Di samping kesulitan di atas, penulis juga dituntut untuk mendeskripsikan (meskipun sekilas) tiga atau empat institusi, yaitu Depag, PTAIN, NU, dan Muhammadiyah. Deskripsi ini penting untuk bisa memahami dan memetakannya secara komprehensif.

B.  DEPAG dan PTAIN
§     DEPAG RI
Depag (Departemen Agama) sebetulnya merupakan kelanjutan dari instansi yang bernama Shumubu (kantor urusan agama) pada masa pendudukan Jepang, yang mengambil preseden dari Het Kantoor Voor Inlandsche Zaken (kantor untuk urusan pribumi Islam) pada masa kolonial Belanda.

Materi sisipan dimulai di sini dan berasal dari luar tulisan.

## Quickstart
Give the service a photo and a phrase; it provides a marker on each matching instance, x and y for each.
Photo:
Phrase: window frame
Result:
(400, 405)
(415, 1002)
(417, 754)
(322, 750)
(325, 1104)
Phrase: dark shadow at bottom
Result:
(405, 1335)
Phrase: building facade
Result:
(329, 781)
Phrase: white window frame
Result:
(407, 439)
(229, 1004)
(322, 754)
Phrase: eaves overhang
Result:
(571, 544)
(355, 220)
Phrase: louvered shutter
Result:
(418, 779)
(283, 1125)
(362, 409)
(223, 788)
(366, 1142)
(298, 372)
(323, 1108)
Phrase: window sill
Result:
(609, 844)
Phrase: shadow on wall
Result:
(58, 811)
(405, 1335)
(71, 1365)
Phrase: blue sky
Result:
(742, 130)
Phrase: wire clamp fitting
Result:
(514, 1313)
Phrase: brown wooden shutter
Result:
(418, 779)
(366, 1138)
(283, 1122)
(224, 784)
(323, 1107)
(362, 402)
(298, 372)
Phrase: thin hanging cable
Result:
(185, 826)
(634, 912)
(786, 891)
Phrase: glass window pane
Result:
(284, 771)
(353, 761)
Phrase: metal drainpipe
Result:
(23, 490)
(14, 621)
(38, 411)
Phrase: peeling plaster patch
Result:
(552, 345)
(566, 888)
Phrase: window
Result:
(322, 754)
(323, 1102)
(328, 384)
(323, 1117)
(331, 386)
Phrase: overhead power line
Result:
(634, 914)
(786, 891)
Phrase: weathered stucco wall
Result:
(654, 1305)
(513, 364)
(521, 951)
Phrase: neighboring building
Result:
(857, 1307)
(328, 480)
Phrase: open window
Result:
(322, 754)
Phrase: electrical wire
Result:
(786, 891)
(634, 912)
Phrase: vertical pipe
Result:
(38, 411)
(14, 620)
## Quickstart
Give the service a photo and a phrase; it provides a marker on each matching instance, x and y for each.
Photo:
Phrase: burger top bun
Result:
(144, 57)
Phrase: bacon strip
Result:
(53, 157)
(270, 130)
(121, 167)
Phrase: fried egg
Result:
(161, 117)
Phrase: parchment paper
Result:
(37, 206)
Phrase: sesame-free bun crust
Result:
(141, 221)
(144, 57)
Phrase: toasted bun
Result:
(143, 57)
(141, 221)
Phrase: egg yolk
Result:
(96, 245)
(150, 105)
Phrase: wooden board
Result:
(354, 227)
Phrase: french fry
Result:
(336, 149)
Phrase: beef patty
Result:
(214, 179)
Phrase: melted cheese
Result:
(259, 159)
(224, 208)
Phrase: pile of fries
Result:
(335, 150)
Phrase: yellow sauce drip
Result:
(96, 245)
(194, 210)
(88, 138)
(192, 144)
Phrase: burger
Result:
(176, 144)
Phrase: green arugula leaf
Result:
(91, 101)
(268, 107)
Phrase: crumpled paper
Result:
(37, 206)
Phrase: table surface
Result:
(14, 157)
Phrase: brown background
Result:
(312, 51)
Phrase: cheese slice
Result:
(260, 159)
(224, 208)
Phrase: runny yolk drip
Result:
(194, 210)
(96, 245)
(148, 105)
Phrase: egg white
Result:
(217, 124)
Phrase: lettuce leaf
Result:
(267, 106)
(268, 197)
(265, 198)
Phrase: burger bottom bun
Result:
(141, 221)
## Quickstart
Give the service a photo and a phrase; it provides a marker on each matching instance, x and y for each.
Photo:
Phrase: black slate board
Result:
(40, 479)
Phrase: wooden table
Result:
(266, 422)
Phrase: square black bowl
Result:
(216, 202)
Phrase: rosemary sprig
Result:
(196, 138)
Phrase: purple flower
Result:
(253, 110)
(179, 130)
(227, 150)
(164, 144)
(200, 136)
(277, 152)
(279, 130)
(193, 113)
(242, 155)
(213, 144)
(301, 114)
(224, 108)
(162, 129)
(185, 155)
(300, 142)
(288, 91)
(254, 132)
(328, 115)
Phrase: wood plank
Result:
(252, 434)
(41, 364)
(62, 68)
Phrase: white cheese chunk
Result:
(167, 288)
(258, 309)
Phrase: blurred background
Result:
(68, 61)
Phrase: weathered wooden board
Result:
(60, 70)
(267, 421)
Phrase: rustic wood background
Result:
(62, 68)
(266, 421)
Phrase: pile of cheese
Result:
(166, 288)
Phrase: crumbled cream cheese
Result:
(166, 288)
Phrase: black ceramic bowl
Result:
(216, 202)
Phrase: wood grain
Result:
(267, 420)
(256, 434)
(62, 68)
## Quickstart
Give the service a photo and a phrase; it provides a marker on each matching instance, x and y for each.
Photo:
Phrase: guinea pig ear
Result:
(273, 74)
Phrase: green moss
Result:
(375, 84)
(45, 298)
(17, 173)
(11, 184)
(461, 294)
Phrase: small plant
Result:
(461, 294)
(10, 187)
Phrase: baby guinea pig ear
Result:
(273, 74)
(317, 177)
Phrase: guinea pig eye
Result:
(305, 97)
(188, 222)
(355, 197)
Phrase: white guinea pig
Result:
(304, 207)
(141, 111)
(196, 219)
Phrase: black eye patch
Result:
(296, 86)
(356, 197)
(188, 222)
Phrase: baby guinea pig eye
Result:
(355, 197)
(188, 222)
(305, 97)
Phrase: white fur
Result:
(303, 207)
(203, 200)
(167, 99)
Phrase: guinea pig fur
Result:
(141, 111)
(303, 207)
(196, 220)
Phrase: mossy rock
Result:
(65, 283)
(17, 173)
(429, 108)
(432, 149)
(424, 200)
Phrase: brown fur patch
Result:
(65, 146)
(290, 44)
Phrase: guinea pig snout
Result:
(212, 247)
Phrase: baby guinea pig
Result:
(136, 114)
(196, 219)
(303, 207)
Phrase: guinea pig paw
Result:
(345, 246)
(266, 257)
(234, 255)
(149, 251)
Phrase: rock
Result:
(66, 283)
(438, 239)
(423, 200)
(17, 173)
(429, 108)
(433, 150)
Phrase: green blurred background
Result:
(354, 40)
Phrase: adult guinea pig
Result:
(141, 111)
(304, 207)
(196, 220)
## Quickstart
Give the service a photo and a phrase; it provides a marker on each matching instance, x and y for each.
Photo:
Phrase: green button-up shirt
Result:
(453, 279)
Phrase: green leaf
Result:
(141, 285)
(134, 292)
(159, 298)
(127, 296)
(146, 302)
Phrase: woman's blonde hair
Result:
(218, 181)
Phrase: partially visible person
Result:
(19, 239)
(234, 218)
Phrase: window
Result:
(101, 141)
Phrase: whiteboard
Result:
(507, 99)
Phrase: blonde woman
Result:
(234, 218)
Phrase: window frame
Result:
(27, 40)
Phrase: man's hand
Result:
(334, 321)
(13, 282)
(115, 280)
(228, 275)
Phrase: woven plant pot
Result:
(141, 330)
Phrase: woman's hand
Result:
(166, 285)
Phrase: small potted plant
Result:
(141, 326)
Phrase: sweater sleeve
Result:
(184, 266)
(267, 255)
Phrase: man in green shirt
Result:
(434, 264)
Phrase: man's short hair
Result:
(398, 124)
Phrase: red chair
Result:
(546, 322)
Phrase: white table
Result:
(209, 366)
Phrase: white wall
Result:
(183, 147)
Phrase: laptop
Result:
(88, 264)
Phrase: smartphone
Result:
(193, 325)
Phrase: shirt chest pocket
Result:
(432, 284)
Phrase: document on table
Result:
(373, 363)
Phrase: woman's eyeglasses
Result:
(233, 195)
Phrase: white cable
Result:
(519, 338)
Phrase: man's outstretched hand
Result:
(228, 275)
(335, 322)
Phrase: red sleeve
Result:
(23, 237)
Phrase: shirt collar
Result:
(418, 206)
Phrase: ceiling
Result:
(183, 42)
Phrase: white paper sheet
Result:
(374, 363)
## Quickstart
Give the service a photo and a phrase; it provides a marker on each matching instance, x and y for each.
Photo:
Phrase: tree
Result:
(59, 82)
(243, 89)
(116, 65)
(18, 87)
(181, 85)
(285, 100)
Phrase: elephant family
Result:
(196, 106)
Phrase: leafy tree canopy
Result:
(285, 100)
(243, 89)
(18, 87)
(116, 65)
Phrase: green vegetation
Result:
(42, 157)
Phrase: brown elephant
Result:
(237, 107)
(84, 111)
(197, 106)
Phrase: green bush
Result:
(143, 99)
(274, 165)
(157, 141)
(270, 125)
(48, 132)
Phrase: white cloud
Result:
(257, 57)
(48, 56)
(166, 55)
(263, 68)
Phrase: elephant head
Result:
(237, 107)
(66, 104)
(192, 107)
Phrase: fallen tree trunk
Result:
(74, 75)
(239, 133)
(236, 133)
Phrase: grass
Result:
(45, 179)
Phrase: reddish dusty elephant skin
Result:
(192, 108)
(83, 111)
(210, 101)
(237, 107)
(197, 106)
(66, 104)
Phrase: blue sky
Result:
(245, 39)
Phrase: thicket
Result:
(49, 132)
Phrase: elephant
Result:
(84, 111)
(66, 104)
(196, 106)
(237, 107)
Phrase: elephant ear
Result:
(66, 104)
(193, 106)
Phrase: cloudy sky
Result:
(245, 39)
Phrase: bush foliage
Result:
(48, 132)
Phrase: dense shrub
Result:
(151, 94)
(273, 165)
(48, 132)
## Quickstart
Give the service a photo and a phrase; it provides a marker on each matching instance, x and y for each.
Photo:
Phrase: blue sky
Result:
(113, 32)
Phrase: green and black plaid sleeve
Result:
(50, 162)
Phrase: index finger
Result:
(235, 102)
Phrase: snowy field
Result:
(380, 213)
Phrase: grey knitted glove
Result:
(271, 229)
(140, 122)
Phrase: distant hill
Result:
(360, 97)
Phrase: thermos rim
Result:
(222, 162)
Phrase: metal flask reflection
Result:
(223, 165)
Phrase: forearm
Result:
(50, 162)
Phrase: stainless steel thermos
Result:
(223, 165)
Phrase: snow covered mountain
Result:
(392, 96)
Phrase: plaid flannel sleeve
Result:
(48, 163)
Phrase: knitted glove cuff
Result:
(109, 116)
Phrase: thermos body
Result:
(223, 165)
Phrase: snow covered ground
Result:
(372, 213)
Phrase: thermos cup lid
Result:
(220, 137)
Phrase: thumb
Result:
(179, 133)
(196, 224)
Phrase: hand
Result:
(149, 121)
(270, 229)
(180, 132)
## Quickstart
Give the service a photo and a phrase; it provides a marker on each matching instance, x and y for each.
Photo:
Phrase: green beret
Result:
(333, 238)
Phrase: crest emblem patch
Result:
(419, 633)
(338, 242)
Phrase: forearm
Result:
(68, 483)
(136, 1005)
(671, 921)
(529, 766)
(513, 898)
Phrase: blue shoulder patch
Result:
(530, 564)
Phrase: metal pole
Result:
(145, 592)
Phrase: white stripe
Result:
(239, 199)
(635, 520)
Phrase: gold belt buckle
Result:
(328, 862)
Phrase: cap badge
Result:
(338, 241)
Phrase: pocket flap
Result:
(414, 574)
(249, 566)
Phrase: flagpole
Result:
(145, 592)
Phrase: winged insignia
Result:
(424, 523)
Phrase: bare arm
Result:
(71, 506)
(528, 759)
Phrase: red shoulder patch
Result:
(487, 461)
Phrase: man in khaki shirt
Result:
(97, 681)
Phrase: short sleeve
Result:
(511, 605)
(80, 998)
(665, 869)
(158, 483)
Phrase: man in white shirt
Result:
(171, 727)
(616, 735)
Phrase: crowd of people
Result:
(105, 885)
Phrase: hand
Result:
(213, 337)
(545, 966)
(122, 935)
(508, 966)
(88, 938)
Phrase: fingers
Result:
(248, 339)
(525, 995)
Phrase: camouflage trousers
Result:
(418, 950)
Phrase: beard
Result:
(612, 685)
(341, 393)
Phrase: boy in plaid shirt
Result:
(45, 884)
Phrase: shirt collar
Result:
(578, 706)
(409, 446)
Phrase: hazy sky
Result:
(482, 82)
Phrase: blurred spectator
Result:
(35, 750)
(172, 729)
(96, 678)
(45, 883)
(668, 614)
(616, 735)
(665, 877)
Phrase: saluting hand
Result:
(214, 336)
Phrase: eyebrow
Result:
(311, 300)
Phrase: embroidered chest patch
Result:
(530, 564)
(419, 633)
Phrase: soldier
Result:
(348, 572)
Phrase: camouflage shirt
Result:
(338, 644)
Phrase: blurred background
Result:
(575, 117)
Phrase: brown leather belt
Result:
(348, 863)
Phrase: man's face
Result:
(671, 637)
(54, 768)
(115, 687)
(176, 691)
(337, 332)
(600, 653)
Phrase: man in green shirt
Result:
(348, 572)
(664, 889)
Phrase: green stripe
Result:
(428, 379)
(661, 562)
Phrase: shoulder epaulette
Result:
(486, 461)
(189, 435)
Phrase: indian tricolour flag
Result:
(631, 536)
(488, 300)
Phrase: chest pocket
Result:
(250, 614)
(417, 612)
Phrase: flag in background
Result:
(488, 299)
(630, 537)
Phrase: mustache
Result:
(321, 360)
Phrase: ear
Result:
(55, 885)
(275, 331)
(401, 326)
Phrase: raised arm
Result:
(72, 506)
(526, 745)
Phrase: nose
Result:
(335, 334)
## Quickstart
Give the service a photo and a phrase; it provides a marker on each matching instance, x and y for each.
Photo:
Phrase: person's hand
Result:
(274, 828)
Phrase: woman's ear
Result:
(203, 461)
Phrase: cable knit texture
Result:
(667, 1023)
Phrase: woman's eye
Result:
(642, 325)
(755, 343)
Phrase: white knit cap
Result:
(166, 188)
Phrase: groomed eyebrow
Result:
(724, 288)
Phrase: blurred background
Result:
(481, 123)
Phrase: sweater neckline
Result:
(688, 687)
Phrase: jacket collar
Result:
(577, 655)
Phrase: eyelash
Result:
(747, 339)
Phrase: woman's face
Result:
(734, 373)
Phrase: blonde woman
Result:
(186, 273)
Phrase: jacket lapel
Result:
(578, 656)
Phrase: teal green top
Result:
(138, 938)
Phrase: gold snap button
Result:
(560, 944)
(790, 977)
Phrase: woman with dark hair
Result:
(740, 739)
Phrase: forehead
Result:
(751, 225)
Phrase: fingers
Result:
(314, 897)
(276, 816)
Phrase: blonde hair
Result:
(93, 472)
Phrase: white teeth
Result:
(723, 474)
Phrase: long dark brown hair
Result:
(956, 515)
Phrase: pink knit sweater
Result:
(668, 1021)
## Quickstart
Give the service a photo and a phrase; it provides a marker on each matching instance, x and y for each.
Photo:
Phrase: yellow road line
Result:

Tidak begitu jelas sebenarnya bagaimana kronologi rinci pembentukan kementrian agama. Azra yang mengutip Deliar Noer menyatakan bahwa proposal atau usulan pembentukan kementerian agama pertama kali diajukan kepada BP-KNIP pada tanggal 11 Nopember 1945 oleh KH. Abudardiri, KH. Saleh Su’aidy, dan M. Sukoso Wirjosaputro. Mereka adalah anggota KNIP dari karesidenan Banyumas. Usulan ini mendapat dukungan dari Mohammad Natsir, Muwardi, Marzuki Mahdi, dan Kartosudarmo yang semuanya juga merupakan anggota KNIP untuk kemudian memperoleh persetujuan BP-KNIP.[3]
Usulan tersebut kembali dikukuhkan dalam sidang pleno BP-KNIP tanggal 25-28 Nopember 1945 bertempat di Fakultas Kedokteran UI Salemba. Usul tersebut mendapat sambutan dan dikuatkan oleh tokoh-tokoh Islam yang hadir dalam sidang KNIP pada waktu itu. Tanpa pemungutan suara, Presiden Soekarno memberi isyarat kepada Wakil Presiden Mohammad Hatta, yang kemudian menyatakan bahwa adanya kementerian agama tersendiri mendapat perhatian pemerintah. Sebagai realisasinya, pemerintah mengeluarkan ketetapan Nomor 1/S.D. pada tanggal 3 Januari 1946 yang antara lain berbunyi: “Presiden RI, Mengingat: Usul Perdana Menteri dan Badan Pekerja Komite Nasional Pusat, memutuskan: Mengadakan Departemen Agama”. Keputusan dan penetapan pemerintah ini disiarkan oleh RRI ke seluruh dunia dan juga disiarkan oleh pers dalam dan luar negeri.[4]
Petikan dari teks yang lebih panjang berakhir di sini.